From: Ingo Molnar <mingo@elte.hu>
To: "K.Prasad" <prasad@linux.vnet.ibm.com>
Cc: Arjan van de Ven <arjan@infradead.org>,
"Frank Ch. Eigler" <fche@redhat.com>,
peterz@infradead.org, linux-kernel@vger.kernel.org,
Frederic Weisbecker <fweisbec@gmail.com>
Subject: Re: [RFC PATCH] perf_core: provide a kernel-internal interface to get to performance counters
Date: Thu, 1 Oct 2009 12:28:37 +0200 [thread overview]
Message-ID: <20091001102837.GA31794@elte.hu> (raw)
In-Reply-To: <20091001100109.GB3636@in.ibm.com>
* K.Prasad <prasad@linux.vnet.ibm.com> wrote:
> On Thu, Oct 01, 2009 at 10:53:30AM +0200, Ingo Molnar wrote:
> >
> > * K.Prasad <prasad@linux.vnet.ibm.com> wrote:
> >
> > > On Thu, Oct 01, 2009 at 09:25:18AM +0200, Ingo Molnar wrote:
> > > >
> > > > * Arjan van de Ven <arjan@infradead.org> wrote:
> > > >
> > > > > On Sun, 27 Sep 2009 00:02:46 +0530
> > > > > "K.Prasad" <prasad@linux.vnet.ibm.com> wrote:
> > > > >
> > > > > > On Sat, Sep 26, 2009 at 12:03:28PM -0400, Frank Ch. Eigler wrote:
> > > > >
> > > > > > > For what it's worth, this sort of thing also looks useful from
> > > > > > > systemtap's point of view.
> > > > > >
> > > > > > Wouldn't SystemTap be another user that desires support for
> > > > > > multiple/all CPU perf-counters (apart from hw-breakpoints as a
> > > > > > potential user)? As Arjan pointed out, perf's present design would
> > > > > > support only a per-CPU or per-task counter; not both.
> > > > >
> > > > > I'm sorry but I think I am missing your point. "all cpu counters"
> > > > > would be one small helper wrapper away, a helper I'm sure the
> > > > > SystemTap people are happy to submit as part of their patch series
> > > > > when they submit SystemTap to the kernel.
> > > >
> > > > Yes, and Frederic wrote that wrapper already for the hw-breakpoints
> > > > patches. It's a non-issue and does not affect the design - we can always
> > > > gang up an array of per cpu perf events, it's a straightforward use of
> > > > the existing design.
> > > >
> > >
> > > Such a design (iteratively invoking a per-CPU perf event for all
> > > desired CPUs) isn't without issues, some of which are noted here:
> > > (apart from http://lkml.org/lkml/2009/9/14/298).
> > >
> > > - It breaks the abstraction that a user of the exported interfaces would
> > > enjoy w.r.t. having all CPU (or a cpumask of CPU) breakpoints.
> >
> > CPU offlining/onlining support would be interesting to add.
> >
> > > - (Un)Availability of debug registers on every requested CPU is not
> > > known until request for that CPU fails.

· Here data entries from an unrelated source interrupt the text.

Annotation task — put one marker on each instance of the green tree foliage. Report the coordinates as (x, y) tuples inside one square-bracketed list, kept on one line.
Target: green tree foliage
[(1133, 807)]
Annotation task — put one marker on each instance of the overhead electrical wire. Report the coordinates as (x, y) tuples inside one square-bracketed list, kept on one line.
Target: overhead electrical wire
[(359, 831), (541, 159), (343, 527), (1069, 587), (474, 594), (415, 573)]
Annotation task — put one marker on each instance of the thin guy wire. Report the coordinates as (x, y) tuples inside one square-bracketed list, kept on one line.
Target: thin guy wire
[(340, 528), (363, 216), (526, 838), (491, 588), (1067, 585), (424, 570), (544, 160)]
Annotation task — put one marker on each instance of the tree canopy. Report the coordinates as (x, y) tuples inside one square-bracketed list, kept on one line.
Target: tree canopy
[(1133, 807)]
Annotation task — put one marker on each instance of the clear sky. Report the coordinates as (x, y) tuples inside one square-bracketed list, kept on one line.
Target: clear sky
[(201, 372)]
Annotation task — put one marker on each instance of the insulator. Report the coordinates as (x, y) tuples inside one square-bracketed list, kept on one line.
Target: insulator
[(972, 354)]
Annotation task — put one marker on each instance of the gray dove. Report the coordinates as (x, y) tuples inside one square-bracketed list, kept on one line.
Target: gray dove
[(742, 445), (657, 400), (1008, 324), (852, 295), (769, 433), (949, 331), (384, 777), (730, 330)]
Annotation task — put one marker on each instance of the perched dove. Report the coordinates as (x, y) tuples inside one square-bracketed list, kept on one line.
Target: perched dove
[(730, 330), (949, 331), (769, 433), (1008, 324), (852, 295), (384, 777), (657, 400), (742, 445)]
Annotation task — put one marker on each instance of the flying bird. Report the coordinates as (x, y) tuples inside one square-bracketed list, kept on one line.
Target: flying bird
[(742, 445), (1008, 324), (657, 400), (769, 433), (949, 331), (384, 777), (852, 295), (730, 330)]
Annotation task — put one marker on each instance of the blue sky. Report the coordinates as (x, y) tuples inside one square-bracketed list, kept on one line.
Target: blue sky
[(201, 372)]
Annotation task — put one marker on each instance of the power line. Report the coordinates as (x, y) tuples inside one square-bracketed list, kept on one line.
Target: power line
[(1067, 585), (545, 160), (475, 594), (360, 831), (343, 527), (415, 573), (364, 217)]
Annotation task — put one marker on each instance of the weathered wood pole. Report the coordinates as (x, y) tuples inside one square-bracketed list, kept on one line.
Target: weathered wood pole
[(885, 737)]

A failed request should be
> > > followed by a rollback of the partially successful requests.
> >
> > Yes.
> >
> > > - Any breakpoint exceptions generated due to partially successful
> > > requests (before a failed request is encountered) must be treated as
> > > 'stray' and be ignored (by the end-user? or the wrapper code?).
> >
> > Such inatomicity is inherent in using more than one CPU and a disjoint
> > set of hw-breakpoints. If the calling code cares then callbacks
> > triggering while the registration has not returned yet can be ignored.
> >
>
> It can be prevented through book-keeping for debug registers, and
> takes a 'greedy' approach that writes values onto the physical registers
> only if it is known that there are sufficient slots available on all
> desired CPUs (as done by the register_kernel_hw_breakpoint() code in
> -tip now).
>
> > > - Any CPUs that become online eventually have to be trapped and
> > > populated with the appropriate debug register value (not something
> > > that the end-user of breakpoints should be bothered with).
> > >
> > > - Modifying the characteristics of a kernel breakpoint (including the
> > > valid CPUs) will be equally painful.
> > >
> > > - Races between the requests (also leading to temporary failure of
> > > all CPU requests) presenting an unclear picture about free debug
> > > registers (making it difficult to predict the need for a retry).
> > >
> > > So we either have a perf event infrastructure that is cognisant of
> > > many/all CPU counters, or make perf as a user of hw-breakpoints layer
> > > which already handles such requests in a deft manner (through
> > > appropriate book-keeping).
> >
> > Given that these are all still in the add-on category not affecting the
> > design, while the problems solved by perf events are definitely in the
> > non-trivial category, i'd suggest you extend perf events with a 'system
> > wide' event abstraction, which:
> >
> > - Enumerates such registered events (via a list)
> >
> > - Adds a CPU hotplug handler (which clones those events over to a new
> > CPU and directs it back to the ring-buffer of the existing event(s)
> > [if any])
> >
> > - Plus a state field that allows the filtering out of stray/premature
> > events.
> >
>
> With some book-keeping (as stated before) in place, stray exceptions
> due to premature events would be prevented since only successful
> requests are written onto debug registers. There would be no need for
> a rollback from the end-user too.
>
> But I'm not sure if such book-keeping variables/data-structures will
> find uses in other hw/sw events in perf apart from breakpoints
> (depends on whether there's a need for support for multiple instances
> of a hw/sw perf counter for a given CPU). If yes, then, the existing
> synchronisation mechanism (through spin-locks over hw_breakpoint_lock)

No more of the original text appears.